Forum Moderators: open
Your second question is an interesting question. I'm not aware of any studies that would answer it though I'd be curious to see what the demographics are.
statistics showing the percentage if pages being correct HTML
Just a guess here, but taking the number of web pages at 3 billion, the number of VALID pages is going to be far, far less than 1% right now. 1% would be 30 million valid pages, and I doubt that it's anywhere near 1 million.
A lot of the reason is lack of awareness. Some of the reason is also practical, related to Content Management Systems and other parts of the development process. Many organizations simply need their content out there, fresh, early and often. If that can't be done easily, even transparently with the tools they have on hand, then they won't bother getting the code to validate, as long as it displays well in most browsers. For now validation can appear to be a unnecessary drain on resources.
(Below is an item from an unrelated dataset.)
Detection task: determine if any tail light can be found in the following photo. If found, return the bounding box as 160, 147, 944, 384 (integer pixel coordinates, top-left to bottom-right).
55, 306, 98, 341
The move to valid code is really the cutting edge. Ultimately it will allow the Internet medium to grow and mature, and it makes a heck of a lot more sense than for browser makers to build in what they should think is the proper amount of forgiveness.
In what other technical medium do we expect the "player" to forgive improper encoding? The Internet cannot mature beyond a certain limit while cowboy code is the rule. So we're at the very beginning of a change. How fast we each get with the change is a personal choice or a business choice. For now, the game is mainly about raising awareness that validation IS a choice.
There is also a carrot involved here, not just a stick. Do you want search engines to gobble up your content? Validate the code. Do you want to have solid instructions that will give good results on all kinds of devices? Validation is the answer.